The tension between Savoy and the archaeological establishment has unfolded in one of the most forbidding places in the world -- a spot in northern Peru known as Ceja de Selva -- the Eyebrow of the Jungle.

As much as 150 inches of rain may fall each year. The mountains reach above 10,000 feet and the jungle grows so thick that ruins just feet away can remain hidden.

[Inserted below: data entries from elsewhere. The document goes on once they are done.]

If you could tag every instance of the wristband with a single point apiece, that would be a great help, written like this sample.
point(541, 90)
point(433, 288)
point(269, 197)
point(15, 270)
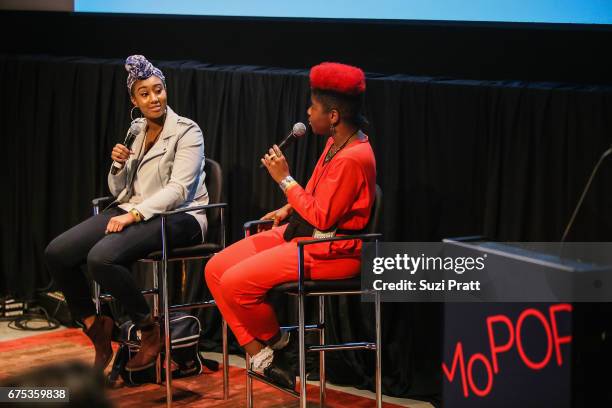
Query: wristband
point(137, 216)
point(286, 183)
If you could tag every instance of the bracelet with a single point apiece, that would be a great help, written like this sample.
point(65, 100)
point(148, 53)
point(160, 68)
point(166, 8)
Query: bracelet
point(137, 216)
point(286, 182)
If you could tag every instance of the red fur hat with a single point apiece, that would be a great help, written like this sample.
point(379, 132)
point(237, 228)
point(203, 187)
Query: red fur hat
point(332, 76)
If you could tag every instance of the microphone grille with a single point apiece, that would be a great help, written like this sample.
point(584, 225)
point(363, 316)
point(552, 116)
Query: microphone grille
point(299, 129)
point(135, 129)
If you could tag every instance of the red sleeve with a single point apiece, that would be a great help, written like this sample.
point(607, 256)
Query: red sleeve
point(335, 194)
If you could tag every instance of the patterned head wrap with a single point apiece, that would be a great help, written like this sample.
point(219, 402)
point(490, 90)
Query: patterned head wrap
point(138, 67)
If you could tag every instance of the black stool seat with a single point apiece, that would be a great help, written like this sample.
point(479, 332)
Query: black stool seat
point(338, 285)
point(200, 250)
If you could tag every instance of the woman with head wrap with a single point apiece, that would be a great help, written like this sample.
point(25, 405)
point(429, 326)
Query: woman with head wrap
point(164, 170)
point(337, 200)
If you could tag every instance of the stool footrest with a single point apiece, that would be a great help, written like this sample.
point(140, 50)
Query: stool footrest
point(308, 327)
point(105, 297)
point(344, 346)
point(265, 379)
point(195, 305)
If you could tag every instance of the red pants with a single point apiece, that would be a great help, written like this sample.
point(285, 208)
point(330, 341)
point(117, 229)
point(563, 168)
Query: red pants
point(240, 276)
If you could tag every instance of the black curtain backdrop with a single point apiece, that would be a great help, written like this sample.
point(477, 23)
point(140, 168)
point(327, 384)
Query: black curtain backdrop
point(503, 159)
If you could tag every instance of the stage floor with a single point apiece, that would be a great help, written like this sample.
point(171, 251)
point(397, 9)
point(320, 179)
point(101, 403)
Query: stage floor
point(21, 351)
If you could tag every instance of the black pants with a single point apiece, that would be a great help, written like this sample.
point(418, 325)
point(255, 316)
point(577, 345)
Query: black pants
point(108, 258)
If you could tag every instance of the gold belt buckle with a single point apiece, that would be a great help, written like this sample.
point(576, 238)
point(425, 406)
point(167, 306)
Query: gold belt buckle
point(316, 234)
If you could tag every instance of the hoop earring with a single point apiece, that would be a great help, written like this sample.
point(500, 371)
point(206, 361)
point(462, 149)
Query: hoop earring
point(132, 113)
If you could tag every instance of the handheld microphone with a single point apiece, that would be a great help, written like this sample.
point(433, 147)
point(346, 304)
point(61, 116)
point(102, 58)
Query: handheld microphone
point(133, 131)
point(299, 130)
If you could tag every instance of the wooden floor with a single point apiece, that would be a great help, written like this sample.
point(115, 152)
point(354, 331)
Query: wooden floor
point(205, 390)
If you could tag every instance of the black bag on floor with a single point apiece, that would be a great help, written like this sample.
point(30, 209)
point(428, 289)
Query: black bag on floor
point(184, 335)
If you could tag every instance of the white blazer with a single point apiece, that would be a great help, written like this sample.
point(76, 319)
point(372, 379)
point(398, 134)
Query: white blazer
point(170, 175)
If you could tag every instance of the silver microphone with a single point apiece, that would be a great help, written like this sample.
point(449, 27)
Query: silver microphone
point(299, 130)
point(133, 131)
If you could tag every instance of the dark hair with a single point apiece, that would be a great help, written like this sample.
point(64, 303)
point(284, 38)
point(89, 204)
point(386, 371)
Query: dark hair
point(349, 106)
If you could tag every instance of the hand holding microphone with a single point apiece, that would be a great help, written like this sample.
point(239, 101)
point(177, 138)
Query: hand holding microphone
point(121, 152)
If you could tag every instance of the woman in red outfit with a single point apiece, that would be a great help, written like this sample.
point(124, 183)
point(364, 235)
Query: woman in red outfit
point(337, 200)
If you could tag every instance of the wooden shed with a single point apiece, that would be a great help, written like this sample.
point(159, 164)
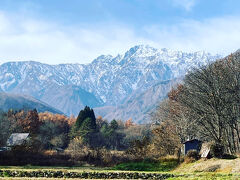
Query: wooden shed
point(193, 144)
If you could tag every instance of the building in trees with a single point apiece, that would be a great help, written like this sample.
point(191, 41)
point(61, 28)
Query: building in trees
point(193, 144)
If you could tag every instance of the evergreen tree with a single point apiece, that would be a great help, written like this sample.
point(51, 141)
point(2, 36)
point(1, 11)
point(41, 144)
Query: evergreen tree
point(85, 125)
point(84, 114)
point(87, 130)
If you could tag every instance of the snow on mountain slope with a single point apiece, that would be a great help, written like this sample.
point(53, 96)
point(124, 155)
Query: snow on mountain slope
point(110, 80)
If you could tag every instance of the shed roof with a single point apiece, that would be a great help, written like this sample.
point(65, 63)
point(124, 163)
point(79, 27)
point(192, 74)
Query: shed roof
point(17, 139)
point(192, 140)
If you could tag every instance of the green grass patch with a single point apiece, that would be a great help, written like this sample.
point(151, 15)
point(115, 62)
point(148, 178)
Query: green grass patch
point(162, 166)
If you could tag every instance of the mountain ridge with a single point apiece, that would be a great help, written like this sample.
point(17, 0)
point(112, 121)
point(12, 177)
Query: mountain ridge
point(108, 80)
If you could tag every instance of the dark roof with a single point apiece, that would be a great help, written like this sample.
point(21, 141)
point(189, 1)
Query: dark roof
point(192, 140)
point(17, 139)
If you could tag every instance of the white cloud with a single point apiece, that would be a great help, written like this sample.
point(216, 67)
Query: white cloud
point(216, 35)
point(47, 42)
point(186, 4)
point(30, 39)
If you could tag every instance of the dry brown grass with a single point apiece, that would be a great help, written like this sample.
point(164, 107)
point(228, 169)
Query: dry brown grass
point(216, 165)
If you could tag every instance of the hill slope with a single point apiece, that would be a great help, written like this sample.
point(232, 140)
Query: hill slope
point(107, 81)
point(17, 102)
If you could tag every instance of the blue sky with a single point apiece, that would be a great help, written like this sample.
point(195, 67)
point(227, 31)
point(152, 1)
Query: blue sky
point(77, 31)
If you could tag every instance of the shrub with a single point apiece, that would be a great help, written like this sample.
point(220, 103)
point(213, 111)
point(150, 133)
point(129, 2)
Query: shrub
point(217, 150)
point(192, 155)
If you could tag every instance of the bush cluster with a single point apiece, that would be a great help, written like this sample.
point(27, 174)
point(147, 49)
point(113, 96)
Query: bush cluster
point(84, 175)
point(192, 155)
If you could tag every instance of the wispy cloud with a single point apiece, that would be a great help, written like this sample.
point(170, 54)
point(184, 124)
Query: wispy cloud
point(215, 35)
point(31, 39)
point(186, 4)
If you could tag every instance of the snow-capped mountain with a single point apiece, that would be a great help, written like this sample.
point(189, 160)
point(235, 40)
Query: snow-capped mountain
point(107, 81)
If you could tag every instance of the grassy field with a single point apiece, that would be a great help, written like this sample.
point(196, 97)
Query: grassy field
point(202, 169)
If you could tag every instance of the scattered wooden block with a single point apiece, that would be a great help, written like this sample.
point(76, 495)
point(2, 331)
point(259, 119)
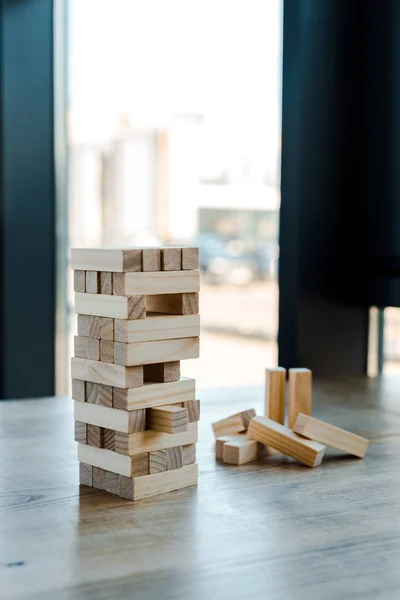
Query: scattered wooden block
point(169, 419)
point(234, 424)
point(193, 410)
point(89, 326)
point(283, 439)
point(190, 258)
point(171, 259)
point(160, 351)
point(156, 327)
point(154, 394)
point(92, 282)
point(331, 436)
point(165, 460)
point(275, 389)
point(106, 283)
point(115, 307)
point(85, 474)
point(79, 281)
point(300, 393)
point(106, 373)
point(107, 328)
point(150, 441)
point(107, 259)
point(151, 259)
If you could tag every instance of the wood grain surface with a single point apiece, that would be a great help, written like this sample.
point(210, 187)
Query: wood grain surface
point(271, 529)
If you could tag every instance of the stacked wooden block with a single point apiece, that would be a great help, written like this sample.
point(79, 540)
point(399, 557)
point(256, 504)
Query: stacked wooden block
point(245, 437)
point(135, 416)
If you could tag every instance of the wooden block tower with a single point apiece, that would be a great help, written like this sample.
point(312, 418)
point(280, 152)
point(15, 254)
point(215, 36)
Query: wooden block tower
point(135, 416)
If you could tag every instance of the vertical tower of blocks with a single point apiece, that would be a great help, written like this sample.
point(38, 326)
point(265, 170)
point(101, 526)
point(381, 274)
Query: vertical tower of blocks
point(135, 416)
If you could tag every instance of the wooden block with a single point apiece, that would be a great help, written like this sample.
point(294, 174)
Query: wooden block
point(275, 389)
point(300, 392)
point(159, 282)
point(80, 431)
point(160, 351)
point(107, 328)
point(80, 281)
point(150, 441)
point(331, 436)
point(154, 394)
point(105, 283)
point(234, 424)
point(193, 410)
point(110, 418)
point(78, 390)
point(273, 434)
point(163, 372)
point(89, 326)
point(106, 351)
point(190, 258)
point(151, 259)
point(106, 373)
point(188, 454)
point(92, 282)
point(165, 460)
point(107, 259)
point(156, 327)
point(108, 439)
point(115, 307)
point(171, 259)
point(94, 437)
point(170, 419)
point(92, 392)
point(240, 451)
point(85, 474)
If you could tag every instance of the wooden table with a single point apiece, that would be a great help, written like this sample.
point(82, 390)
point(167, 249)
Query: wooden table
point(273, 530)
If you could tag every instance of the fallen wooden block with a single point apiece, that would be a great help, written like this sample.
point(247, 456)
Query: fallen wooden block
point(331, 436)
point(275, 389)
point(233, 424)
point(169, 419)
point(283, 439)
point(300, 394)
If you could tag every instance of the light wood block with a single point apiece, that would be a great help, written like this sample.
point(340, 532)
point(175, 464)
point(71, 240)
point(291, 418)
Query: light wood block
point(158, 282)
point(170, 419)
point(85, 474)
point(165, 460)
point(233, 424)
point(106, 373)
point(193, 410)
point(110, 418)
point(156, 327)
point(275, 390)
point(107, 259)
point(190, 258)
point(92, 282)
point(155, 394)
point(283, 439)
point(163, 372)
point(78, 390)
point(116, 307)
point(326, 434)
point(106, 283)
point(150, 441)
point(107, 328)
point(80, 281)
point(300, 394)
point(89, 326)
point(171, 259)
point(151, 259)
point(160, 351)
point(240, 451)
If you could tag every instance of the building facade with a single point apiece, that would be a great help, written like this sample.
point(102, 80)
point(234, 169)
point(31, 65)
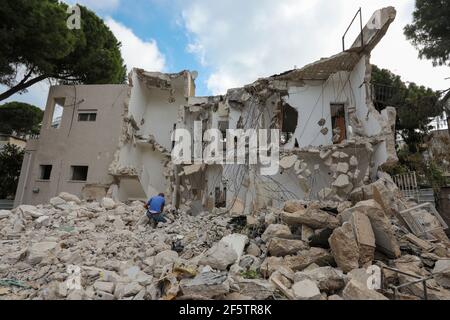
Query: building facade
point(119, 139)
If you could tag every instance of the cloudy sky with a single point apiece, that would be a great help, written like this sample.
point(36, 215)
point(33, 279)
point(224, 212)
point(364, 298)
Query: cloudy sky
point(234, 42)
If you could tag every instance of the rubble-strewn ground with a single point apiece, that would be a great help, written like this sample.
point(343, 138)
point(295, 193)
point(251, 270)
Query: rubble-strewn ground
point(307, 250)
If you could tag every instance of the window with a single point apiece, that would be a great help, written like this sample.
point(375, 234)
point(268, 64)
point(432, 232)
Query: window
point(338, 123)
point(57, 112)
point(46, 172)
point(220, 197)
point(87, 116)
point(79, 173)
point(289, 122)
point(223, 127)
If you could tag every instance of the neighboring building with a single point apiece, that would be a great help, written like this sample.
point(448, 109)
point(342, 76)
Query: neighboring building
point(12, 139)
point(120, 137)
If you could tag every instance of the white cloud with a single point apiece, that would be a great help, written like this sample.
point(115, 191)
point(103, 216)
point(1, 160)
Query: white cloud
point(35, 95)
point(244, 40)
point(135, 51)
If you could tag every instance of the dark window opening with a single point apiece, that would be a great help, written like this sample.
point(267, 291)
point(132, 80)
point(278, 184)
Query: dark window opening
point(79, 173)
point(223, 127)
point(87, 117)
point(57, 112)
point(289, 120)
point(174, 129)
point(220, 197)
point(46, 172)
point(338, 123)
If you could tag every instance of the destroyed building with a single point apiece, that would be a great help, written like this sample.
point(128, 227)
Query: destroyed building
point(117, 139)
point(316, 230)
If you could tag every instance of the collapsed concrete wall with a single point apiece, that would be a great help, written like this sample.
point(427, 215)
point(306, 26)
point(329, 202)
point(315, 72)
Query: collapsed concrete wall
point(323, 156)
point(142, 164)
point(76, 143)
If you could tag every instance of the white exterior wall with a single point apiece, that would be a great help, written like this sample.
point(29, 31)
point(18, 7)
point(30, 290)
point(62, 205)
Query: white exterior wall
point(74, 143)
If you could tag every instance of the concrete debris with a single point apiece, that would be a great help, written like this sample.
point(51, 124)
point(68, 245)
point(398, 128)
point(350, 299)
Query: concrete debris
point(356, 290)
point(442, 273)
point(276, 231)
point(207, 285)
point(382, 227)
point(288, 162)
point(299, 251)
point(327, 279)
point(4, 214)
point(304, 258)
point(311, 217)
point(283, 247)
point(345, 248)
point(220, 256)
point(257, 289)
point(306, 290)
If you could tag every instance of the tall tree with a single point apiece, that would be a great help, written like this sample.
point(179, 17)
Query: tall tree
point(21, 118)
point(36, 44)
point(416, 105)
point(430, 30)
point(11, 158)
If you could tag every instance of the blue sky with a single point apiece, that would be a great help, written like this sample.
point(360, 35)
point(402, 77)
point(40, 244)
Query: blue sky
point(234, 42)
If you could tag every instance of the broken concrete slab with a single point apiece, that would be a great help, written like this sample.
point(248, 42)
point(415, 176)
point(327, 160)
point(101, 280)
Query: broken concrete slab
point(103, 286)
point(41, 250)
point(288, 162)
point(292, 206)
point(276, 231)
point(4, 214)
point(364, 237)
point(342, 182)
point(355, 290)
point(311, 217)
point(108, 203)
point(56, 201)
point(327, 279)
point(190, 170)
point(208, 285)
point(385, 238)
point(258, 289)
point(306, 257)
point(306, 290)
point(28, 211)
point(442, 273)
point(422, 244)
point(69, 197)
point(237, 242)
point(345, 248)
point(220, 256)
point(283, 247)
point(270, 265)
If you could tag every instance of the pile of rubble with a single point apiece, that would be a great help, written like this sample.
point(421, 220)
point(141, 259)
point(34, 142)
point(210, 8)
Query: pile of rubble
point(70, 249)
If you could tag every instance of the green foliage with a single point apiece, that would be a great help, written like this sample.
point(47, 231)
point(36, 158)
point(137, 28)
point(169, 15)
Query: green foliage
point(416, 105)
point(11, 158)
point(430, 30)
point(36, 41)
point(21, 118)
point(429, 173)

"Imagine the Amazon jungle stretched over the Rocky Mountains," said University of Florida archaeologist Michael Moseley.

For at least 800 years, until the late 15th century, the Chachapoya -- called the Cloud People by the Incas -- amassed an extensive empire in the high Andes, building large cities, controlling complex trading routes and practicing a little-understood form of shamanism.

The better-known Maya and Incas recognized them as tall, light-skinned, preternaturally fierce warriors.

Nobody knows where the Chachapoya came from, but starting about 1,300 years ago, they began to spread through the Ceja de Selva, reaching a population of about 500,000. They built their cities on mountaintops.

The Chachapoya's downfall began around 1470, when the Inca began a war of conquest against them, resulting in their subjugation. Soon after, the Spanish conquered the Inca. Ultimately, infectious diseases brought by the Europeans killed as many as 98 percent of the Cloud People.

Savoy had never heard of the Chachapoya when he arrived in Peru in 1957. All he saw was a vast, unexplored territory where he thought a bold person with little formal training might make an impact.

His dream, like other explorers before him, was to find El Dorado -- a city deep in the rain forest that some believed held the Inca's treasures.

He had been the editor of a small newspaper in suburban Portland, Ore., but he spent his spare time studying Asian religions and ancient cultures. When his marriage broke down and the newspaper failed, Savoy, then 31, hopped a plane to Peru.